Panitia Pengawas (Panwas)
Anggota
panitia pengawas untuk provinsi dan kabupaten/kota berjumlah masing-masing lima
orang, sedangkan untuk kecamatan, anggotanya tiga orang.Anggota panitia
pengawas terdiri dari unsur kepolisian, kejaksaan, perguruan tinggi, pers, dan
tokoh masyarakat. Apabila disalah satu daerah kabupaten/kota/kecamatan tidak
terdapat unsur-unsur tersebut, dapat diisi oleh unsur lainnya. Calon anggota
panitia pengawas kecamatan diusulkan oleh KPUD kabupaten/kota untuk ditetapkan
oelh DPRD.
Tugas
dan wewenang Panwas Pilkada meliputi ;
a. mengawasi
setiap tahapan penyelenggaraan Pilkada
b. menerima
laporan pelanggaran peraturan perundang-undang Pilkada
c. menyelesaikan
sengketa yang timbul dalam penyelenggaraan Pilkada
d. meneruskan
temuan dan laporan yang tidak dapat diselesaikan kepada instansi yang
berwenang.
e.
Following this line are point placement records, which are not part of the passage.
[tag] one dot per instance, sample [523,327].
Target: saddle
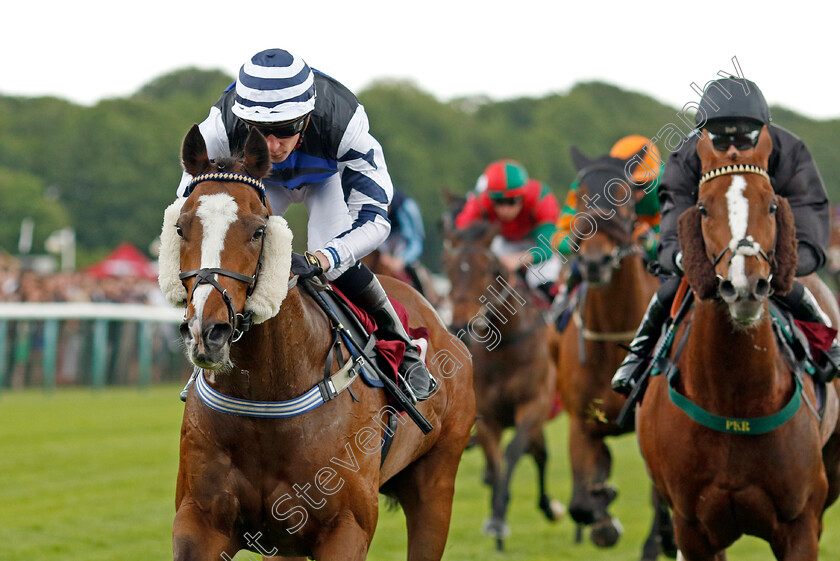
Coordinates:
[355,328]
[359,325]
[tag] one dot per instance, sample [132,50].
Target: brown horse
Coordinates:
[514,370]
[725,437]
[615,290]
[418,276]
[296,484]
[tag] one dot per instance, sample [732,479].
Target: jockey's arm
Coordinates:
[677,192]
[213,131]
[798,180]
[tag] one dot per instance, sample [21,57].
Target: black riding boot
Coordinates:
[807,309]
[640,347]
[421,384]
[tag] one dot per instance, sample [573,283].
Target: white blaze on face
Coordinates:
[739,213]
[217,213]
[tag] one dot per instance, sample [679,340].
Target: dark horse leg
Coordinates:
[551,508]
[425,492]
[591,495]
[661,537]
[496,526]
[489,436]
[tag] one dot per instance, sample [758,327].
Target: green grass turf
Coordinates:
[91,476]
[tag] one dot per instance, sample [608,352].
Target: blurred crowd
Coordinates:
[23,363]
[18,285]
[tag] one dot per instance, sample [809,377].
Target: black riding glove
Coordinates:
[306,265]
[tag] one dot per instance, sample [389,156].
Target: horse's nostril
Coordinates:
[762,288]
[727,290]
[217,334]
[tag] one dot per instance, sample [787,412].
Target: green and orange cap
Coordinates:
[505,179]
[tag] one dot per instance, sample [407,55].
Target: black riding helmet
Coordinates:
[746,101]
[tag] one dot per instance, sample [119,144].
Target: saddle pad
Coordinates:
[363,325]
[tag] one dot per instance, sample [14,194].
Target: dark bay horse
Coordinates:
[514,369]
[731,439]
[614,293]
[291,473]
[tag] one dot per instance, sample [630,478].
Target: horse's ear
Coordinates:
[763,148]
[698,268]
[257,160]
[785,257]
[194,153]
[578,158]
[706,152]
Mengatur
hubungan koordinasi antar panitia pengawas pada semua tingkatan.
Pemantau
Pemantau
pemilihan kepala daerah dan wakil kepala daerah, dapat dilakukan oleh Pemantau
Pemilihan yang berasal dari LSM dan badan hukum dalam negeri. Pemantau, untuk
dapat melakukan pemantauan, harus memenuhi syarat antara lain :
A. Bersifat
independen
B. Mempunyai
sumber dana yang jelas
C. Pemantau
harus mendaftar dan memperoleh akreditasi dari KPUD yang bersangkutan.
Setelah
selesai melakukan pemantauan, pemantau wajib menyampaikan laporan hasil
pemantauannya kepada KPUD yang bersangkutan, paling lambat tujuh hari setelah
pelantikan kepala daerah dan wakil kepala daerah terpilih.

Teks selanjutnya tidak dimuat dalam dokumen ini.